En ce sens, la gestion participative passant par des règles traditionnelles ou locales peut
renforcer ou au contraire perturber les situations de pouvoir au niveau local et faire l’objet de
stratégies et de processus de manipulation et d’utilisation à des fins personnelles. Ces stratégies
et le statut qu’acquièrent les individus dans la communauté peuvent rendre l’efficacité de la
gestion en commun très relative.
En effet, les stratégies de pouvoir et d’accaparement de la ressource par certains individus
supposent également l’exclusion d’une autre partie de cette communauté.

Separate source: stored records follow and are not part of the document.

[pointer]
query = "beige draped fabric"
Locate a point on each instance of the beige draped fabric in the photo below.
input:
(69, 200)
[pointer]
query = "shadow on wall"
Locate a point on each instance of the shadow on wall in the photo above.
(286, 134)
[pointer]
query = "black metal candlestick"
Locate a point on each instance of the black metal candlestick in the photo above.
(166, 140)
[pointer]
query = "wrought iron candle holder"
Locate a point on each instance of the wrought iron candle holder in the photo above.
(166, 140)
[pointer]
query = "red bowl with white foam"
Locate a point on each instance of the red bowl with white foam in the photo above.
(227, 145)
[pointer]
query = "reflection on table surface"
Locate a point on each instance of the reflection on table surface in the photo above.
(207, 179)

Si l’on vise à une gestion durable, l’exclusion des bénéfices d’une ressource peut provoquer des
dégâts majeurs sur celle-ci. Même si les règles sont collectivement décidées, certains acteurs
peuvent être exclus du processus de décision. Le régime de propriété commune, même s’il établit
des droits et obligations envers les différents membres, pose la question de l’exclusion des non-
membres et de la réaction de ceux-ci face à leur exclusion avec pour conséquence des risques
de stratégies de dégradation. La communauté comme unité de base n’a pas besoin d’être
homogène dans le sens où tout le monde aurait le même pouvoir. Il suffit que les règles établies
s’appliquent à tout le monde de manière contraignante pour que la gestion communautaire soit
efficace.
N. Rizzotti rappelle que la gamme des ententes de cogestion, c’est-à-dire le partage des
responsabilités, est vaste allant de la simple information aux communautés au contrôle collectif
local avec des rôles et pouvoirs légalisés. La situation se complique en raison de la myriade de
décisions à prendre incluses dans la gestion : élaboration de politique, planification,
établissement de règles, investissements, répartitions, suivi et exécution des règlements,
arbitrage des conflits, suivi des mesures. Les réglementations locales ne sont viables que
lorsqu’elles sont reconnues par l’État. La cogestion se base sur une entente officielle entre toutes
les parties sur les droits, les responsabilités et les procédures énoncées en détail, relativement
aux diverses ressources. Cette cogestion peut s’adapter en fonction des besoins de l’écosystème
et des utilisateurs.
Afin d’assurer la gestion durable, il faut un cadre institutionnel fort capable de conserver ces
ressources, il est important de fixer un quota global maximal pour l’extraction des biens
compatibles avec la régénération de la ressource. Ce quota est un choix politique, car les
restrictions peuvent être plus ou moins fortes et ce quota global doit être partagé entre les
différents usages, idéalement en fonction des principes de durabilité sociale et économique. Il
faut pouvoir coordonner les droits d’usages entre les acteurs.